Flexible control options. Full spectrum of enforcement options that let you tailor the response to the situation. Low-risk violations can be dealt with by sending the end-user a notice and/or automatically remediating his security problem; this allows the user to continue to remain productive while remediation takes place.

Policy management. Create security policies that are right for your enterprise. Configuration and administration is fast and easy thanks to ForeScout CounterACT’s built-in policy wizard and knowledge base of device classifications, rules and reports.



Out-of-band deployment. Out-of-band deployment which eliminates issues regarding latency and potential points of failure in your network. High availability is available for organizations that require redundancy.



Scalability. Proven in customer networks exceeding 250,000 endpoints.

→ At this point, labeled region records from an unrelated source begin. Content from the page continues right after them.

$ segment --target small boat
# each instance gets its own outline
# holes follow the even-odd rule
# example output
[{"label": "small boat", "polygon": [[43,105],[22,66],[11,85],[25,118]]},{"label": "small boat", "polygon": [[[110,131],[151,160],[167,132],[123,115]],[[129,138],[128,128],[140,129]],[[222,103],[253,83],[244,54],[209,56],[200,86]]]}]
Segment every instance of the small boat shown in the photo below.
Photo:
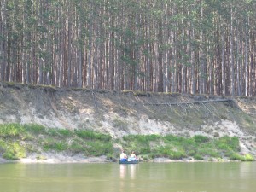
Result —
[{"label": "small boat", "polygon": [[138,164],[138,160],[127,160],[127,161],[121,161],[119,160],[119,164]]}]

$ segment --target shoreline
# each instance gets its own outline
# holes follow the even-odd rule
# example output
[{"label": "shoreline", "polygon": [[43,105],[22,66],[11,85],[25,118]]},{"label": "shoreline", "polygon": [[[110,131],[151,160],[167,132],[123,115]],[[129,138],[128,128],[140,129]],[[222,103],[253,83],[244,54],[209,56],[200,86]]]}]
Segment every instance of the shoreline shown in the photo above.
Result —
[{"label": "shoreline", "polygon": [[[183,159],[183,160],[171,160],[167,158],[155,158],[150,160],[141,160],[140,162],[143,163],[195,163],[195,162],[219,162],[219,163],[228,163],[228,162],[243,162],[240,160],[230,160],[222,159],[220,160],[190,160],[190,159]],[[253,161],[251,161],[253,162]],[[100,157],[84,157],[84,158],[78,158],[78,157],[66,157],[65,159],[58,159],[56,157],[51,157],[46,160],[37,160],[35,158],[22,158],[20,160],[9,160],[0,157],[0,165],[1,164],[7,164],[7,163],[21,163],[21,164],[68,164],[68,163],[117,163],[117,161],[108,160],[107,160],[106,156],[100,156]]]}]

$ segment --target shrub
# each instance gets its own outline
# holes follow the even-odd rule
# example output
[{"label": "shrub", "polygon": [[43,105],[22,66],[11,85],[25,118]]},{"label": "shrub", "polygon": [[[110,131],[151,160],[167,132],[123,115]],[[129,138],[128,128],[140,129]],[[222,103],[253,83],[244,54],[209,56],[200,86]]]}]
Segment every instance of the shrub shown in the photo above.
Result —
[{"label": "shrub", "polygon": [[209,137],[206,137],[206,136],[200,136],[200,135],[196,135],[193,137],[193,139],[195,142],[196,143],[207,143],[209,141]]},{"label": "shrub", "polygon": [[20,137],[24,133],[24,127],[19,124],[0,125],[0,136],[3,137]]}]

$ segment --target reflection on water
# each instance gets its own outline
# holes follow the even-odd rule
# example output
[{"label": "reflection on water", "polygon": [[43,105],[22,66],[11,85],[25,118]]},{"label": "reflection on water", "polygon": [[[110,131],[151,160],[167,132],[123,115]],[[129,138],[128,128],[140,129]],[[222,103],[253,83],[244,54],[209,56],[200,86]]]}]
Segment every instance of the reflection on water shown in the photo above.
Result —
[{"label": "reflection on water", "polygon": [[125,177],[131,177],[131,179],[135,178],[136,176],[136,168],[139,165],[137,164],[120,164],[119,169],[120,169],[120,178],[124,178]]},{"label": "reflection on water", "polygon": [[256,162],[0,164],[2,192],[254,192]]}]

Optional agent. Does not require an agent on the endpoint, which is important when dealing with BYOD. If you wish, you can install ForeScout’s lightweight agent on Windows, Mac, Linux, iOS and Android endpoints. Agents and can be automatically installed when the device connects to the network and the user registers their identity.



IT infrastructure integration. Fast and easy to install because it supports an extensive range of third-party networking and security hardware and software, such as network switches, wireless access points, VPN, antivirus, patch management, ticketing, SIEM, vulnerability assessment, and mobile device management (MDM).



Reporting. Fully integrated reporting engine that helps you monitor your level of policy compliance, fulfil regulatory audit requirements, and produce real-time inventory reports.



Endpoint compliance. Ensure that every endpoint on your network is compliant with your antivirus policy, is properly patched, and is free of illegitimate software such as P2P.



Data Exchange. Link to your existing databases and directories and pull information that can be used within NAC policies. For example, retrieve a list of MAC addresses of iPads that are owned by the company, and then you can create a policy to block other iPads.